The same can't be said for the plot. It could (and should) have stayed a first-rate mystery. It's convoluted, sure, but it makes sense at the end. Instead, the writers and the director have bulked it up with "significance." Instead of settling for a well-done genre piece, they've opted for an examination of ontological Angst. What's it all about? There are multiple indications that Harry is overreaching and looking for answers that no one is capable of finding. Now I happen to think that this is a pretty noble quest but nobody else in the movie does. They all discourage him and ridicule him.
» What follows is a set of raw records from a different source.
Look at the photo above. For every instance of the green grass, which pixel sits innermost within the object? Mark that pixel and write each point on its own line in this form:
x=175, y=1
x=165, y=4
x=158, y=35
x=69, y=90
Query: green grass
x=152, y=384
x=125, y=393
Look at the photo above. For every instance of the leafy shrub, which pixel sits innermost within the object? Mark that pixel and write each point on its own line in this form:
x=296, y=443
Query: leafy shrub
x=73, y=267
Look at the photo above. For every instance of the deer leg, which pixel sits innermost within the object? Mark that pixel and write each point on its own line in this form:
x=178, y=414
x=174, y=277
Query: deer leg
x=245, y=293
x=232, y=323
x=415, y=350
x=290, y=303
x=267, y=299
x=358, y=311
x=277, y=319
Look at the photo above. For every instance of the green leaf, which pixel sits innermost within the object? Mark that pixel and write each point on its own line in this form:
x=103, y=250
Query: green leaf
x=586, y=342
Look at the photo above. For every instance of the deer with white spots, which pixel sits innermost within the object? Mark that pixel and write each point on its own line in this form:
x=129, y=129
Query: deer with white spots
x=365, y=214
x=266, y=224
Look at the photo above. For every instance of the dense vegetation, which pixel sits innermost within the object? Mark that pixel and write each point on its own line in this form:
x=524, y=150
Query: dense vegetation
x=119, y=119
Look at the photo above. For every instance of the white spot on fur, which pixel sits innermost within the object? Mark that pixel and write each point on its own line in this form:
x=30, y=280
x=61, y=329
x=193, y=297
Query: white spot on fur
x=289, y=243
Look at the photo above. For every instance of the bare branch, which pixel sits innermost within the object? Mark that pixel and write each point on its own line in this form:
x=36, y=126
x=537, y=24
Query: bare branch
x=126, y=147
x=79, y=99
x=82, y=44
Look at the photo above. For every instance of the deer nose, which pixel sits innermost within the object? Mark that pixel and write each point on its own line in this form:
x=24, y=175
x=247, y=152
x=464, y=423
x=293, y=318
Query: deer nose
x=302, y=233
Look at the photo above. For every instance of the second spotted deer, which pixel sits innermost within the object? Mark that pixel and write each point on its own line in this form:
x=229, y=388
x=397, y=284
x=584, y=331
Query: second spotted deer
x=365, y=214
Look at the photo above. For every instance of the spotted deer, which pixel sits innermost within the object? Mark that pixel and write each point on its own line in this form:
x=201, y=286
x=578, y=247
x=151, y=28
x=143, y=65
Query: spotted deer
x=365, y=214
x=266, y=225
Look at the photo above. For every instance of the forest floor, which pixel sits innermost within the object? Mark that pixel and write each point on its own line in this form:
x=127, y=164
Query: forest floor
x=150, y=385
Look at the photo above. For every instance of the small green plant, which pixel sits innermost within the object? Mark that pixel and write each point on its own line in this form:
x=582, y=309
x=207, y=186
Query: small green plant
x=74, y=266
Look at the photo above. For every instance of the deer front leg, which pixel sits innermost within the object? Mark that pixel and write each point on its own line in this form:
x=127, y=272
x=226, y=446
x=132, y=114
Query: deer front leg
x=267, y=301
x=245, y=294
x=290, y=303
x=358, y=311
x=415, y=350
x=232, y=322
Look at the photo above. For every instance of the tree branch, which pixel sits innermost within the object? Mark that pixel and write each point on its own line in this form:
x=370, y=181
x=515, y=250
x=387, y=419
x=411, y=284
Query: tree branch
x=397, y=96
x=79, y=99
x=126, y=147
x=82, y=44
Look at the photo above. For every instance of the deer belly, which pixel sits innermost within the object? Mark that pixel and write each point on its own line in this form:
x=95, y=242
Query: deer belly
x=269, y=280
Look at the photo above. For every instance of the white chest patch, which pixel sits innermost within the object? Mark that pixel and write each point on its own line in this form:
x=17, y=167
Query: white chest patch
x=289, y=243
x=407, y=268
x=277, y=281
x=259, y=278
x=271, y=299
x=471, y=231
Harry demonstrates some tricky knight moves in a chess game to Jennifer Warren and she says, "It's beautiful." I didn't get it. I mean, I get the pun but what does a chess game have to do with the rest of the movie? The movie closes with a visual pun, a wounded Harry in a boat out in the Gulf of Mexico. The boat is beyond his control and is going around in circles. Why? As far as the case is concerned, Harry isn't going around in circles. He's just figured the whole thing out. As far as some banality like "life is pointless" is concerned, the movie hasn't earned the right to lecture us on the subject.

Overall the movie is exceptionally bitter. Except for Harry, there's no one in it who is really straight. It's a bleak view of the society we live in. I guess I don't mind hearing that lecture but I do wish Penn had chosen to resolve the ambiguous ending. Does Harry make it to shore or not? I'd like to know the answer to that. I gave up trying to find the answer to life years ago.

Reviewed by SnoopyStyle8 / 10

lesser known Hackman gem

Harry Moseby (Gene Hackman) is a terribly flawed L.A. private detective and former football star. His wife Ellen is having an affair. He gets a case from Arlene Iverson looking for her missing 16 year old daughter Delly Grastner (Melanie Griffith). He discovers that failed actress Arlene needs Delly for her trust fund left to her by her late studio mogul father. Her friend Quentin (James Woods) reluctantly sends Harry to stuntman Marv Ellman. Harry follows the clues to the Florida Keys to her stepfather Tom Iverson and a mother figure in Paula. Harry and Paula are on a boat with Delly diving when she finds a dead man in a crashed plane.

This is a lesser known gem from Hackman in the same era as his classic 'The Conversation'. He brings out another compelling character. There is a murky story but the central story is never lost. There are a couple of future stars including a very young Melanie Griffith. This is a world of murky morality and paranoia of secrets.